In der öffentlichen Debatte ist bisher nur die positive Seite der Digitalisierung angekommen: Für Verbraucher und Unternehmen schafft sie viele neue Möglichkeiten. Der Blick auf die Folgen für den Arbeitsmarkt wird jedoch ausgespart. Worin sie bestehen könnten, zeigt derzeit exemplarisch der Streit um die Taxi-App Uber, welche die klassischen Fähigkeiten von Taxifahrern und Taxizentralen – Ortskenntnis und effizienter Kundenservice – durch die Verlagerung dieser Leistungen sowohl in den digitalen als auch den privaten Raum radikal entwertet. Das Beispiel illustriert, wie schnell digitale Konkurrenten ein etabliertes Gewerbe in existenzielle Bedrängnis bringen können.

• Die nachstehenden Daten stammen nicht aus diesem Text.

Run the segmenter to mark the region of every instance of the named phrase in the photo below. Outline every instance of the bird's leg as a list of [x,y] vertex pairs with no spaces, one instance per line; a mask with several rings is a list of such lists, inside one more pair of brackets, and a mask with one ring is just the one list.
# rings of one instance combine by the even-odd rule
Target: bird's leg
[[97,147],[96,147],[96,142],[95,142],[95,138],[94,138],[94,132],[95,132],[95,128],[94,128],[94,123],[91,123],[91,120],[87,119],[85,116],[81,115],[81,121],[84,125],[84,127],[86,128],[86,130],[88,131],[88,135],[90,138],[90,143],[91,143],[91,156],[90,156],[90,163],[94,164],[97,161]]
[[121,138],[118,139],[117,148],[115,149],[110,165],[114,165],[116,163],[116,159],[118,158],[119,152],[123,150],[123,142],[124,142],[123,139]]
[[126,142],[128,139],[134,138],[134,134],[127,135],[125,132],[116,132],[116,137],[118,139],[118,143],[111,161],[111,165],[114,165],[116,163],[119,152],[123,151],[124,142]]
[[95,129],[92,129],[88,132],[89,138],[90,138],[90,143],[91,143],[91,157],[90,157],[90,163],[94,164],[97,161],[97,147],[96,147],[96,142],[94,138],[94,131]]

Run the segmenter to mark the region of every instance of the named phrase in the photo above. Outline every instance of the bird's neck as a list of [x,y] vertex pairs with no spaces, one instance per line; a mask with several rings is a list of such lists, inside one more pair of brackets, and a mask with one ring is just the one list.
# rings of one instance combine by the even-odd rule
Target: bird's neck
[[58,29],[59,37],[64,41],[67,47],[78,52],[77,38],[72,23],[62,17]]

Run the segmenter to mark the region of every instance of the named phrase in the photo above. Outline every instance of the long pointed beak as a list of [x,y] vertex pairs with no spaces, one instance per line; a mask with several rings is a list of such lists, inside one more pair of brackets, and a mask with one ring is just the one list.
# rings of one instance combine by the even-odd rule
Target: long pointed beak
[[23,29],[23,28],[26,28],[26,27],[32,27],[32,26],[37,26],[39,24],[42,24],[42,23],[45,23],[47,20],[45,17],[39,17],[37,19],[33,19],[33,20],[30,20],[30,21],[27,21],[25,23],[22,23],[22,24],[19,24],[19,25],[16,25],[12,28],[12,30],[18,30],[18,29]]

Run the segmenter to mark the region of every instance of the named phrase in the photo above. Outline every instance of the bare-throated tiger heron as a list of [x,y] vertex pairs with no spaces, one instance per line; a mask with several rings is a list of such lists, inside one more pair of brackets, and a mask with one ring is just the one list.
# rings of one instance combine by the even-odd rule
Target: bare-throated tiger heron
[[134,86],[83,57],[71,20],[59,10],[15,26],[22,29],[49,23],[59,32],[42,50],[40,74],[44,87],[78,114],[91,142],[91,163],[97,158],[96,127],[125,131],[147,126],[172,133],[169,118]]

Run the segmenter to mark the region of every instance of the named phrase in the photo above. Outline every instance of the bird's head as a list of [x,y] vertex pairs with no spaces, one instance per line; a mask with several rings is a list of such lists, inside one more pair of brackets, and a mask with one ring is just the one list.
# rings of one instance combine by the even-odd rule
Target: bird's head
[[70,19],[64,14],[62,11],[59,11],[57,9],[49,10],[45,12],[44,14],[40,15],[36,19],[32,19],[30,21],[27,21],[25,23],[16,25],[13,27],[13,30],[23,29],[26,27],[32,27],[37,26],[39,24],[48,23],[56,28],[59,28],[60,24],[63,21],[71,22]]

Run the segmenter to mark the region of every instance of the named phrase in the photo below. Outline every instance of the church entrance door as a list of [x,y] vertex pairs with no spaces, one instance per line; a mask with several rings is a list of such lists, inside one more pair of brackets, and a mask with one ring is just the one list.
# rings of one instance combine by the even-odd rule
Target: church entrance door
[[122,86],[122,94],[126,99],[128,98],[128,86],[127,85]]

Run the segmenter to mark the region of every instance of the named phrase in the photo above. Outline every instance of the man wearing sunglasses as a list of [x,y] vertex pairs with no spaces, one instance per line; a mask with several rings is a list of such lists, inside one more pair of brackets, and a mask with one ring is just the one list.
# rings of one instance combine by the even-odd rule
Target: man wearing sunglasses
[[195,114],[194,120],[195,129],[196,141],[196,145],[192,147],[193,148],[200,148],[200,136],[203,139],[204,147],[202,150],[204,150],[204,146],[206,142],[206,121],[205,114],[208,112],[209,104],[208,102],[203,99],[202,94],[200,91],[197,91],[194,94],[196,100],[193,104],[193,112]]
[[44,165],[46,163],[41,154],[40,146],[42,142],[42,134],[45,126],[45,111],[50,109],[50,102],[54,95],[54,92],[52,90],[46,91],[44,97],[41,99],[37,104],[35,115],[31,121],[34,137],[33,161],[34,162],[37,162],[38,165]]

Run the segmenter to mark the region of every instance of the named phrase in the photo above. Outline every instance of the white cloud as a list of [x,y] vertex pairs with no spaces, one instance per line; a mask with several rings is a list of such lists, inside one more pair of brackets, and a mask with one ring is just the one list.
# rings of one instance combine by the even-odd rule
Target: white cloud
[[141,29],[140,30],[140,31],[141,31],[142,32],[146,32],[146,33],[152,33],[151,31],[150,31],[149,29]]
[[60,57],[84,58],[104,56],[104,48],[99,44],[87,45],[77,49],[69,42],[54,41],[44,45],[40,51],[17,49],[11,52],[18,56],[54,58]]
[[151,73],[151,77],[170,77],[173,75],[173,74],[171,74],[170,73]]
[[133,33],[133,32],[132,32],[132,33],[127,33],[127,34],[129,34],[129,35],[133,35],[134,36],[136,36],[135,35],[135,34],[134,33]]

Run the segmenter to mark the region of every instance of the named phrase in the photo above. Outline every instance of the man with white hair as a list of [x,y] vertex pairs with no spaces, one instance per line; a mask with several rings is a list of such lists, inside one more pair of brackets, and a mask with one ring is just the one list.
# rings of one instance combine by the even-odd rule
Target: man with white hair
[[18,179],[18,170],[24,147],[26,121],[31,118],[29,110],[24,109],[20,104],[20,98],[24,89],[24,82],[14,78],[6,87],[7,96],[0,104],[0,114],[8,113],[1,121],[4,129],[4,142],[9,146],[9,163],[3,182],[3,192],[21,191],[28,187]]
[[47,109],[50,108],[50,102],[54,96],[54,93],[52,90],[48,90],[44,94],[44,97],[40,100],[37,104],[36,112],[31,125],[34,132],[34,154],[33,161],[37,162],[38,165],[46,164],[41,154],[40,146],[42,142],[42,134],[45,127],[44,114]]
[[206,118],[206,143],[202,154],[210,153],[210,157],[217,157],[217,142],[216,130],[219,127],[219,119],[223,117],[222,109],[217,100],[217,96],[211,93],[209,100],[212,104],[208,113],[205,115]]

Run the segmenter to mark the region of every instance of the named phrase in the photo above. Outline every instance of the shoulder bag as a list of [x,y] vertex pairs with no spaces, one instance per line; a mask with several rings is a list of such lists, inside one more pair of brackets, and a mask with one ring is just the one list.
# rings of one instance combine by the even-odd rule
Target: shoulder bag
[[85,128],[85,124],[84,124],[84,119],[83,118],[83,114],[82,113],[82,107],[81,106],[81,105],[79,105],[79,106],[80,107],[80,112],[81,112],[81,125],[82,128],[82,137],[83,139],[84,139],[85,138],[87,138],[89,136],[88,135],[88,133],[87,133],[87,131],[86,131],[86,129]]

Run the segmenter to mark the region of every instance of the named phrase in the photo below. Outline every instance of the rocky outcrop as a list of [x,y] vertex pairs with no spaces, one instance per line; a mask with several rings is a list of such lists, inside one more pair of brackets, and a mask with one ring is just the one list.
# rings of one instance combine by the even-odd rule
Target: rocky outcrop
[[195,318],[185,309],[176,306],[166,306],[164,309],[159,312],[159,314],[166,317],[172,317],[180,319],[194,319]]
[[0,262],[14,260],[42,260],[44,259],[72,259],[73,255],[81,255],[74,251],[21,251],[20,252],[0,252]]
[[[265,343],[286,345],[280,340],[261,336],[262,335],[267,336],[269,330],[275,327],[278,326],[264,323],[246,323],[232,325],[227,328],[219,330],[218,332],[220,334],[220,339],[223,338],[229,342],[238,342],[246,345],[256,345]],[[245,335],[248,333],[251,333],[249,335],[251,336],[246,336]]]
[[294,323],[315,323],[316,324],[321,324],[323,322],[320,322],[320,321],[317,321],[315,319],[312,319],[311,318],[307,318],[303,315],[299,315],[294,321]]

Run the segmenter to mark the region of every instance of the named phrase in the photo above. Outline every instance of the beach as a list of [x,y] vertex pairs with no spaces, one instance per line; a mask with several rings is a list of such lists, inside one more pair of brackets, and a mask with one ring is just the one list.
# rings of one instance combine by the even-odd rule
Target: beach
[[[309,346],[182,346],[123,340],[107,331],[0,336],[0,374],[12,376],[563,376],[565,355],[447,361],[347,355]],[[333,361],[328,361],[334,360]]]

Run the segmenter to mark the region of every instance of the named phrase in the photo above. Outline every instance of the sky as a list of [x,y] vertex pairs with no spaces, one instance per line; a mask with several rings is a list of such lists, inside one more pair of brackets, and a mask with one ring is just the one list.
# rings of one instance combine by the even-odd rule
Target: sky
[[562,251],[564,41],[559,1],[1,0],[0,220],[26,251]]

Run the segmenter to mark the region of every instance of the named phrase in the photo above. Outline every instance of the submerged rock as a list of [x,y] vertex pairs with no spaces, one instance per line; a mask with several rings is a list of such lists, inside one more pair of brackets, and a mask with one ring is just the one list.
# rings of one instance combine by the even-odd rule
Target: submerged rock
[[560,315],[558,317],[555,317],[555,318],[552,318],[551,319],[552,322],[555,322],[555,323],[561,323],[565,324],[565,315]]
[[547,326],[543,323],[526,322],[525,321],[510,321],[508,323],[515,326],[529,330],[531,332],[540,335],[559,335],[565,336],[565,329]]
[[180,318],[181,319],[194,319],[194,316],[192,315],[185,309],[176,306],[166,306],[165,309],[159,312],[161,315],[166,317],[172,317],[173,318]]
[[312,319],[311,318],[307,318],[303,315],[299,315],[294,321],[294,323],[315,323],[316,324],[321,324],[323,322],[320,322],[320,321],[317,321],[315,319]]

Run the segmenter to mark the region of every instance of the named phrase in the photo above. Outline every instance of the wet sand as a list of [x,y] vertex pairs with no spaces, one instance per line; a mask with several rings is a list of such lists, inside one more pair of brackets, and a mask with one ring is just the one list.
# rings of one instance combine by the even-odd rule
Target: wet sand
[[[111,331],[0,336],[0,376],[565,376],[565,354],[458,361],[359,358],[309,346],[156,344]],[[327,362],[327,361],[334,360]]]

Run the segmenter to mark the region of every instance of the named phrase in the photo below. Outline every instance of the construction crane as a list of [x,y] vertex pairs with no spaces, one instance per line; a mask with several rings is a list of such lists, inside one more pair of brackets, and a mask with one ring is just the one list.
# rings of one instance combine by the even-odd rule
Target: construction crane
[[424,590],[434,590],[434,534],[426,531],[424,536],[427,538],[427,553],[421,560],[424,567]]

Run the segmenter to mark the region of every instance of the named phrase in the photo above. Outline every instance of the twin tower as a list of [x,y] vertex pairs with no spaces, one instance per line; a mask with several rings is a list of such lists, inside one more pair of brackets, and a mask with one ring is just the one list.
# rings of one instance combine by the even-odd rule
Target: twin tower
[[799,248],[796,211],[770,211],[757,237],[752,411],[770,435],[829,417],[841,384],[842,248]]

Antworten auf soziale und strukturelle Fragen der digitalen Ära stehen aus

Politik und Industrie bewerten die digitale Revolution bislang vor allem anhand von Effizienzkriterien für die Produktion – und vergessen dabei, dass die Anzahl der Industriearbeitsplätze in den entwickelten Ländern nach einer Abbauphase in den 1980er- und 1990er-Jahren bereits heute bestenfalls stagniert. Die relevanten Fragen angesichts der technologischen Entwicklung müssten jedoch in eine ganz andere Richtung zielen: Welche Qualifikationen, welches Wissen und welche Fähigkeiten brauchen Menschen, um sich unter den Bedingungen der digitalen Revolution auf den Arbeitsmärkten zu behaupten? Welche bildungspolitischen und sozialstaatlichen Massnahmen sind dafür nötig? Was muss mit den Steuersystemen passieren, um die sozialen und strukturellen Folgen der digitalen Herausforderungen abzufedern? Die Antworten darauf stehen bisher weltweit aus.